Yeah, yeah. I'm going to wager, having had them for the last couple of years, stripped, repaired and rebuilt 'em, I know fuckloads more about PS3s than you and your "spoke to a shop", son...

Tell you what... you can have this one if you want... come and get it...







Course, you might need to learn to fix them before it'd be any use.


----------



## Awesome Wells (Aug 19, 2009)

My knowledge of the actual machine wasn't the issue or can you not read properly.


----------



## mwgdrwg (Aug 19, 2009)

stupid dogbot said:


> Yeah, yeah. I'm going to wager, having had them for the last couple of years, stripped, repaired and rebuilt 'em, I know fuckloads more about PS3s than you and your "spoke to a shop", son...
> 
> Tell you what... you can have this one if you want... come and get it...
> 
> ...



Look at the size of that fan!


----------



## stupid dogbot (Aug 20, 2009)

Awesome Wells said:


> My knowledge of the actual machine wasn't the issue or can you not read properly.

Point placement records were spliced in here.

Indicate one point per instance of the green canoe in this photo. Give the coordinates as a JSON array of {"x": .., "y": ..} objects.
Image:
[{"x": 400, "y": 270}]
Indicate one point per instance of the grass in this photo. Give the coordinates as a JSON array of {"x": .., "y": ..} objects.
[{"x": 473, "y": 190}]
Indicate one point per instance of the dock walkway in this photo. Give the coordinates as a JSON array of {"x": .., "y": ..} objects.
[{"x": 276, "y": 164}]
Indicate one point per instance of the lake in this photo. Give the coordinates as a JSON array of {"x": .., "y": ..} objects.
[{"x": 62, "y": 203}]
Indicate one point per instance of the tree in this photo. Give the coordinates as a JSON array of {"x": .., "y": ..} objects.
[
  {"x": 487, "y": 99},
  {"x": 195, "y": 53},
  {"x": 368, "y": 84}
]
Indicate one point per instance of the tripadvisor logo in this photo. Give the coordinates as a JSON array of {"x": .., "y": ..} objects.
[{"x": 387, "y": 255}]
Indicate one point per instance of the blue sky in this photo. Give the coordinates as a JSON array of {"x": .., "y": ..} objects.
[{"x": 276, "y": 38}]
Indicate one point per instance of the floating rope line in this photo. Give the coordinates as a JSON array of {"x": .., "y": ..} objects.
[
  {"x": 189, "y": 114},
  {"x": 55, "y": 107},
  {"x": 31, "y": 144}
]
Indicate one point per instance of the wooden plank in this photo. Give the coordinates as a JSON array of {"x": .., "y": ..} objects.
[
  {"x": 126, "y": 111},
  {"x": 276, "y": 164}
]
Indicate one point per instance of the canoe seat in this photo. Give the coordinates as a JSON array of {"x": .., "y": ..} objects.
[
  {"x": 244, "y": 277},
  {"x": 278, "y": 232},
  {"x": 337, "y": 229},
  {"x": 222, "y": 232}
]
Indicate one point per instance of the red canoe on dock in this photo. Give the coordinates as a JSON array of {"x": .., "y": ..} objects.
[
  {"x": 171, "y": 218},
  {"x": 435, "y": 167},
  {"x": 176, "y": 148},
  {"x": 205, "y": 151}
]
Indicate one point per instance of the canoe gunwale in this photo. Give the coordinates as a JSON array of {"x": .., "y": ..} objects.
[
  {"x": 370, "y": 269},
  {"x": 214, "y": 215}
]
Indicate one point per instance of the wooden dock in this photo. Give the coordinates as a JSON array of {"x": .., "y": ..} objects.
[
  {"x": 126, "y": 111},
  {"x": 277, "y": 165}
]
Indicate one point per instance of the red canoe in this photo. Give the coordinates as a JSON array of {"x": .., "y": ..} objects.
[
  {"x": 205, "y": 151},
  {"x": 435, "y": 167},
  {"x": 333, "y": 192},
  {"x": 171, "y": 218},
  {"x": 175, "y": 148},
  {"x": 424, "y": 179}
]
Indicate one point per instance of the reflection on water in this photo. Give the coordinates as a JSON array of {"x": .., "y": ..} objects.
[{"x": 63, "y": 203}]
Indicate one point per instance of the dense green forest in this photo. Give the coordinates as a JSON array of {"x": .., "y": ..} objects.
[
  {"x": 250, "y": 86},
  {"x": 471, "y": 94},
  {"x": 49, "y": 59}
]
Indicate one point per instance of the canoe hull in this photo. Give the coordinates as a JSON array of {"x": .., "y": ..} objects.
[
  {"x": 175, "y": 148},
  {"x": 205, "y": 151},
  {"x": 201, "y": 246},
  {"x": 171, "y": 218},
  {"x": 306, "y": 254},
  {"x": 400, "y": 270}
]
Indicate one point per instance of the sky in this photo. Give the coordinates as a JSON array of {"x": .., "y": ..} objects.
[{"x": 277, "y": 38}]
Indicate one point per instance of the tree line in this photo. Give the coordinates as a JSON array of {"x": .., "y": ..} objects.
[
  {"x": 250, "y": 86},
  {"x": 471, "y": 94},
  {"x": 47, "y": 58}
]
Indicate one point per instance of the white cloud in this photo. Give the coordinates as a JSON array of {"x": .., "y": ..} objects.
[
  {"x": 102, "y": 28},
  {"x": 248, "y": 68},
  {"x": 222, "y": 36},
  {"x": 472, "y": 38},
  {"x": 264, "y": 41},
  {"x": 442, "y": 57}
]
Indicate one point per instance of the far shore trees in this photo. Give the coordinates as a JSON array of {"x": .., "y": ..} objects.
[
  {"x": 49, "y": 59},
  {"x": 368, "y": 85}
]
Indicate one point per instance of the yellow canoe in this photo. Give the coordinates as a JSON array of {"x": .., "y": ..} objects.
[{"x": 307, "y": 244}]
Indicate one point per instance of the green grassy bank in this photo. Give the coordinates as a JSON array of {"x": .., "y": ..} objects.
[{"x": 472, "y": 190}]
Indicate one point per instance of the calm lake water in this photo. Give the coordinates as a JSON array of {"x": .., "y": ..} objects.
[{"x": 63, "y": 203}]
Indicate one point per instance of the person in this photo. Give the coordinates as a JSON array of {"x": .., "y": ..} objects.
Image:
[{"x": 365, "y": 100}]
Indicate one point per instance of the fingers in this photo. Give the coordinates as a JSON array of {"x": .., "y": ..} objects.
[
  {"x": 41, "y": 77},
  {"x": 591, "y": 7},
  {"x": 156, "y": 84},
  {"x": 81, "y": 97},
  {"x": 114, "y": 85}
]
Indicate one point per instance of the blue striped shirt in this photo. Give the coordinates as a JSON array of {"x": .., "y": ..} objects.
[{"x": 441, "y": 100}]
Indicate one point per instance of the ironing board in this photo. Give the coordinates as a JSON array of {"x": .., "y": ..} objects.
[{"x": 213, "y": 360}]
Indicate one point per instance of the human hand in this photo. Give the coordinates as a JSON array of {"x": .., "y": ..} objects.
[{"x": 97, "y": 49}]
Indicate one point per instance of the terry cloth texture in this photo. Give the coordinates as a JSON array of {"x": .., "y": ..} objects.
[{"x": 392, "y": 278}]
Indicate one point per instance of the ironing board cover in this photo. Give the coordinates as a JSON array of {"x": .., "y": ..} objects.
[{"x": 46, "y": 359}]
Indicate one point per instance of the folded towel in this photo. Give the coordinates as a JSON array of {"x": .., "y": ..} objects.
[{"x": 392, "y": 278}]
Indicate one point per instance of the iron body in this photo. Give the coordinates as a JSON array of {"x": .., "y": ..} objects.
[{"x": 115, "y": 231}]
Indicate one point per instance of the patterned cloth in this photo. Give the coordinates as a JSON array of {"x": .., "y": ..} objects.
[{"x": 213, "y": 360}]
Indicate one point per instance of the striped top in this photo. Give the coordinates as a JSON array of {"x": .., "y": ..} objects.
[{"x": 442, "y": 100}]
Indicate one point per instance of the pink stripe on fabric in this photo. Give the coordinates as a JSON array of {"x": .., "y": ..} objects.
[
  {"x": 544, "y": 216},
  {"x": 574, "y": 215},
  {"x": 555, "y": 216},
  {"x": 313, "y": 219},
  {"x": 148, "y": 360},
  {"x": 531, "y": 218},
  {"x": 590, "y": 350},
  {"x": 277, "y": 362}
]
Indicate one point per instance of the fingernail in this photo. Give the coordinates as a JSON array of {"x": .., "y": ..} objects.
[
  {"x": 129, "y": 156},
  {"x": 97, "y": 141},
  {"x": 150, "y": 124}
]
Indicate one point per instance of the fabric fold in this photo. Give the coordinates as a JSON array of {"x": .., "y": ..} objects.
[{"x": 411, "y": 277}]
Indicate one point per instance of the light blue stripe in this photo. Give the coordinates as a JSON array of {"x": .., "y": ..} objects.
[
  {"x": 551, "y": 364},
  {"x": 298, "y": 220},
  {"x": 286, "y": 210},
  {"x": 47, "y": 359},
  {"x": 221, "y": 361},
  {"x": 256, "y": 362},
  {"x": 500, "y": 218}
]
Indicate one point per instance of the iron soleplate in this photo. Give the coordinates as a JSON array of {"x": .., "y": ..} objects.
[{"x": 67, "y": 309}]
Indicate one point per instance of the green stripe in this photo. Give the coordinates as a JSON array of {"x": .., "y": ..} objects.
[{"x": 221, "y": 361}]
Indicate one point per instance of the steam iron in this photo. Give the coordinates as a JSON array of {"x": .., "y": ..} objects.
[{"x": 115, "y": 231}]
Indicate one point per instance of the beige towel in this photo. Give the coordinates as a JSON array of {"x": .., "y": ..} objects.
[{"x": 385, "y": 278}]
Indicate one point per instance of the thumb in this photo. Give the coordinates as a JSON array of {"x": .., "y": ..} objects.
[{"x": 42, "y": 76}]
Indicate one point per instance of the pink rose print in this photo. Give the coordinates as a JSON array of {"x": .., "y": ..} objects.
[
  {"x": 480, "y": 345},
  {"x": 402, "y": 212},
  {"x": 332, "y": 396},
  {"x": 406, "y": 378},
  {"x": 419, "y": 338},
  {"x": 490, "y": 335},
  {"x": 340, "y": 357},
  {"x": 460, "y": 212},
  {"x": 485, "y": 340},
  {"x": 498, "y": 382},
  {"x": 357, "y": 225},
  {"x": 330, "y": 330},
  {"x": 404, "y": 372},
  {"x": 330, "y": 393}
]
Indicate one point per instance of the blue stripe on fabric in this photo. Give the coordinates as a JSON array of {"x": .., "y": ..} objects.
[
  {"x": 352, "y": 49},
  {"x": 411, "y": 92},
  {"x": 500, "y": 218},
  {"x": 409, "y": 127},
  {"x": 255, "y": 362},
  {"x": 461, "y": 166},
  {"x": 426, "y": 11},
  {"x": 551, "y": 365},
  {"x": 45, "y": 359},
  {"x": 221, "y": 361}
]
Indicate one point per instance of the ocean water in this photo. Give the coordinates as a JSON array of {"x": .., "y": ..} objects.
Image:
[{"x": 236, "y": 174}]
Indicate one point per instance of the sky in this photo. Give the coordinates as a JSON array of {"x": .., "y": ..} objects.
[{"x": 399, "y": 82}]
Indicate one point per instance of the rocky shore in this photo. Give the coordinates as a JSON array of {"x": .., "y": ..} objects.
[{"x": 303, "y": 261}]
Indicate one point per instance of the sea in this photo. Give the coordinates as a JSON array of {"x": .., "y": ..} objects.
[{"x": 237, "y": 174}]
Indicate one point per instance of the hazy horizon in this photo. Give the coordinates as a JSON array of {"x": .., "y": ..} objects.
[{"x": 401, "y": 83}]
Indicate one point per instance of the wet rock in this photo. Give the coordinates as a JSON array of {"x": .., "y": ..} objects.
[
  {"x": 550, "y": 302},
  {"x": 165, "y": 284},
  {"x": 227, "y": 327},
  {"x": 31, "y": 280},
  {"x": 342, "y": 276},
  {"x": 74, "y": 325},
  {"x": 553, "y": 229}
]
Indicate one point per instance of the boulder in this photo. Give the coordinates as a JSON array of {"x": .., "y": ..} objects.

Sorry, I'd love to continue talking to you, but I'm off to play on my PS3.


----------



## stupid dogbot (Aug 20, 2009)

mwgdrwg said:


> Look at the size of that fan!



Mental, isn't it?

You can see why they suggest keeping it clean and dust free!


----------



## G. Fieendish (Aug 23, 2009)

I'm amazed that Sony didn't consider a Liquid based cooling system for the Cell CPU & related processors., or was that considered too dear to impliment, given that reportedly, the early PS3's were sold at about £150 under their true cost...
 Mind you, now that the PS3 Slim is reportedly due for launch, for Xmas 2009, how much will they have to discount the old stock...


----------



## starfish (Sep 4, 2009)

Wonder how much BBC have paid to get iplayer as an icon & direct link on PSN. Not complaining like.


----------



## mwgdrwg (Sep 5, 2009)

starfish said:


> Wonder how much BBC have paid to get iplayer as an icon & direct link on PSN. Not complaining like.



I wonder how much Sony paid!


----------



## starfish (Sep 5, 2009)

All i know is i paid fuckall.


----------



## mwgdrwg (Sep 5, 2009)

starfish said:


> All i know is i paid fuckall.



lol. Wahey!


----------



## spawnofsatan (Sep 5, 2009)

Asda are doing 120gb slims for £250.


----------



## DarthSydodyas (Sep 5, 2009)

I got one for my birthday [bank hol monday].   Also got COD World At War.   All I ever play is Zombies, and World of Warcraft.   Woohooooo!


----------



## Daniel (Sep 5, 2009)

That slim one woulda been lovely to get  I rushed into buying my PS3 and hardly play it, but the blu rays I make the most of, I think it was worth it for that, might see how much I can get for my big one as it would be a lot more convenient!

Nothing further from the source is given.